Still, it comes as a shock when one of this country's most experienced experts talks about the costs that lie ahead -- and what they can do to the projected budget surplus. James R. Schlesinger, whose resume includes leadership of the Atomic Energy Commission, the CIA and the departments of Defense and Energy, tells Insight that the United States is in for a sobering wake-up call when the next Quadrennial Defense Review, or QDR, of military preparedness is undertaken in 2001.

"It will show," Schlesinger says, "that the aging of our weaponry -- apart from the personnel-in-readiness problem -- will call for us to increase procurement spending to some $100 billion if we intend to be anywhere near the ability to conduct two serious wars at the same time. That's about $60 billion more than the present level."

Members of the Senate and House of Representatives who have been closest to the military substantially are in agreement. The Pentagon wants new equipment but has fated to plan adequately. The result: bipartisan rejection of some of the military's most coveted programs.

In explaining their reason for opposing the next-generation F-22 stealth-fighter program, two leaders of the House Appropriations subcommittee on Defense -- Chairman Jerry Lewis of California and ranking Democrat John Murtha of Pennsylvania -- pointed out existing areas in desperate need of funds. "The plan to modernize bombers is inadequate," they wrote. "We are told that the Air Force plans to operate B-52 aircraft until they are 80 years old. No plan exists to upgrade or replace the electronic jammer aircraft that must accompany even B-2 bombers on their missions. No plan exists to buy the required number of JSTARS [Joint Surveillance and Target Attack Radar System] surveillance planes. Funding is inadequate to modernize aging AWACS [Airborne Warning and Control Systems] aircraft" to control combat from the skies. Their list of such inadequacies shows how much other supporting equipment was strained to the maximum solely to make the Kosovo operation possible.

Some lawmakers especially are concerned about the human element -- the morale and confidence of U.S. armed-forces personnel. Sometimes they talk about the fatigue they see among technicians and mechanics who spend extra hours repairing trucks and helicopters and robbing spare parts from planes in order to keep others flying.

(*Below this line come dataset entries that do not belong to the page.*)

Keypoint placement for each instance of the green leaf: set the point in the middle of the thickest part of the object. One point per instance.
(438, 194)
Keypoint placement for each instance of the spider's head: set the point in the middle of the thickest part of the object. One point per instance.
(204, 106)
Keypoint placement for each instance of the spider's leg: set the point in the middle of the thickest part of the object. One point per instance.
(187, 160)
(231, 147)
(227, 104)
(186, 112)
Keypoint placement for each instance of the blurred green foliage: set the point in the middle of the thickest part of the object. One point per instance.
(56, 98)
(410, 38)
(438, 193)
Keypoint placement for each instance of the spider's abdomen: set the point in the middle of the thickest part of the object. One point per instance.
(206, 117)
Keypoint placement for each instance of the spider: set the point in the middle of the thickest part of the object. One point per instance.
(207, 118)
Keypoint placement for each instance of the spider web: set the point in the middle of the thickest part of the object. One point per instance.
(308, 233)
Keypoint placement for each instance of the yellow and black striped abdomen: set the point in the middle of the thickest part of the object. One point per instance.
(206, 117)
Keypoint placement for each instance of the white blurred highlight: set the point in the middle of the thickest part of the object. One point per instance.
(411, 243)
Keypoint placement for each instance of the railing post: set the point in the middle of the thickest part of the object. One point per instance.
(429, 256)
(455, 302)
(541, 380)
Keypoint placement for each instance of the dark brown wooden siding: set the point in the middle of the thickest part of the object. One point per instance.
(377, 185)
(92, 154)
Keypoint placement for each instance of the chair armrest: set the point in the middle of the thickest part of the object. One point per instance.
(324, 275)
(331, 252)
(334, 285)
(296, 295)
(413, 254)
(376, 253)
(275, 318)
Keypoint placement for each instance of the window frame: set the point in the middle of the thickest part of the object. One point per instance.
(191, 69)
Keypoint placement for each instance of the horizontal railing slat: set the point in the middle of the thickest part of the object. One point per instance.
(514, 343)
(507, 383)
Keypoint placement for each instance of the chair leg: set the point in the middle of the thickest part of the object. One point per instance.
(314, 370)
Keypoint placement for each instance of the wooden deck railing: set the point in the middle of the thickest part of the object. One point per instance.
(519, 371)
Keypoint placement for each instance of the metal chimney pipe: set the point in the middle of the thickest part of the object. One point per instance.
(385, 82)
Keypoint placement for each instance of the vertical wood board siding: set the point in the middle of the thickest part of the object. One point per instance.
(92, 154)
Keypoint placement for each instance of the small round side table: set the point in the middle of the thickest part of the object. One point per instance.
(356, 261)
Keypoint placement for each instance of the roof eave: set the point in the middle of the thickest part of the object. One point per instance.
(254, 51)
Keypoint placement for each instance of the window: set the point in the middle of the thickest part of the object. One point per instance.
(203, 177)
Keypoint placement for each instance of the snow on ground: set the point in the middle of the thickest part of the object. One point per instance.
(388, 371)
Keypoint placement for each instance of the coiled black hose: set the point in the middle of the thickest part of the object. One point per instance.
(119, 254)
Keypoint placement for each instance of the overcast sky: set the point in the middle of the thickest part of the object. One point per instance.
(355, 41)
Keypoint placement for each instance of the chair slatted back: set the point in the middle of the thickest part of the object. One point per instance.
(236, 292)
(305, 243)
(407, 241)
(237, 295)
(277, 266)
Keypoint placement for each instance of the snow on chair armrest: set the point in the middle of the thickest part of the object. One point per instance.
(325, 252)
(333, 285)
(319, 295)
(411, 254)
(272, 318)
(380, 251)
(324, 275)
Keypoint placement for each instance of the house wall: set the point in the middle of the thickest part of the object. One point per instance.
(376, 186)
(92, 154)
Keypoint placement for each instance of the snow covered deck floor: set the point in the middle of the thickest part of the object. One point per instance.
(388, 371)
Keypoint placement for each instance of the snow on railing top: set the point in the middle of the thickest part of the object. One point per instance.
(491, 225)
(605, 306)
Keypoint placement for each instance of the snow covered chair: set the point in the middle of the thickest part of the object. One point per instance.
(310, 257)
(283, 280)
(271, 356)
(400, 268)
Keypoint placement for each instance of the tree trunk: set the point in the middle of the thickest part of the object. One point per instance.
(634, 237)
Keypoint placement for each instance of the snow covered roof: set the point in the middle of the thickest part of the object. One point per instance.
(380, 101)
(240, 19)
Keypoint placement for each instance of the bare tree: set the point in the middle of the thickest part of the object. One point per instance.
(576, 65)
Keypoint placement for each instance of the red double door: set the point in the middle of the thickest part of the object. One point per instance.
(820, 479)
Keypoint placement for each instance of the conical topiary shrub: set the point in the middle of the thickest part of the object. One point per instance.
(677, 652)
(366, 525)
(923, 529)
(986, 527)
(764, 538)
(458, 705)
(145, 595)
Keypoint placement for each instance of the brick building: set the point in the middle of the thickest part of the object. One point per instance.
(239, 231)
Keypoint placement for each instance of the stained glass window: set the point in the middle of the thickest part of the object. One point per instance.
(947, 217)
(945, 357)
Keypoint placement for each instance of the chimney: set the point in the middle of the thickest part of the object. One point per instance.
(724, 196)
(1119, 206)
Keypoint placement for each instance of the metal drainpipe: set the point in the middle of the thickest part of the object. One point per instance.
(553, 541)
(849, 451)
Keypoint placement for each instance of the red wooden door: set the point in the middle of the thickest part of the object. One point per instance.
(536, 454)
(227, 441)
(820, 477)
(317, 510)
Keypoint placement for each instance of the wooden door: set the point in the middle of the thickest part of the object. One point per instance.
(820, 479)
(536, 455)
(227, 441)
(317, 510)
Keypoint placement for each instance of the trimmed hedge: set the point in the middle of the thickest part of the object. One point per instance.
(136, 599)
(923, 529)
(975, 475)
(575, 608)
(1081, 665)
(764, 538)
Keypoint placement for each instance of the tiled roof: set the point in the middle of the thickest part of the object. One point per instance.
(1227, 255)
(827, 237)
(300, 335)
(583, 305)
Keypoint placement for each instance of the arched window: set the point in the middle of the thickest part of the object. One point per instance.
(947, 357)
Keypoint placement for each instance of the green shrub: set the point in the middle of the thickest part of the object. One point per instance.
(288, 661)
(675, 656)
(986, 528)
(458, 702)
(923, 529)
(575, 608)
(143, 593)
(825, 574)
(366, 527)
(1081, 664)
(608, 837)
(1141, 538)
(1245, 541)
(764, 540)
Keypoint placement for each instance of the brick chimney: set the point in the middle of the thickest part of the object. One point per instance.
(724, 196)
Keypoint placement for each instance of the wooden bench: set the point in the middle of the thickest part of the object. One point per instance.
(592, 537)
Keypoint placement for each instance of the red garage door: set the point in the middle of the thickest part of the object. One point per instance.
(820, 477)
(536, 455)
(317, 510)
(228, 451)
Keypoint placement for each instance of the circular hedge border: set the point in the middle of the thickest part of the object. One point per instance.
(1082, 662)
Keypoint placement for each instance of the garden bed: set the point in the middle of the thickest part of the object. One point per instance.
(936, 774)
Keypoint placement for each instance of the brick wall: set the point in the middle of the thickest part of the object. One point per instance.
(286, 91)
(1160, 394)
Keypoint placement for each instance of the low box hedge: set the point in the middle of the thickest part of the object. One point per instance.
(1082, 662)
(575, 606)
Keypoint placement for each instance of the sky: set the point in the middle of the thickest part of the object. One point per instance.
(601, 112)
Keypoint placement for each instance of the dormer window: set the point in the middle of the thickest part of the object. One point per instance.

But there also is a general sense that these servicemen suffer from not understanding why their work in defending the nation is so overlooked that the problems are allowed to go on unchecked. Senate Armed Services subcommittee on Readiness and Management Support Chairman James Inhofe says, "I am often struck by their willingness to adapt to deficiencies in equipment, weapons systems and spare parts, not to mention long hours, difficult deployments and inadequate pay. But what I find they miss more than anything else is the confident sense of mission that comes from knowing what America's role in the world is and knowing the public understands and supports that role."

The ongoing crisis in Yugoslavia illuminates the imbalance between demands and resources. When President Clinton sent troops into Bosnia in 1995, Chairman of the Joint Chiefs of Staff John Shalikashvili told Congress that he supported a one-year operation costing less than $1.2 billion. Anything beyond that, he said, would cause an unacceptable drain on U.S. readiness. Now, with no end in sight, the Bosnia mission alone has cost more than $12 billion -- and drawn the United States far deeper into the Yugoslavia quagmire.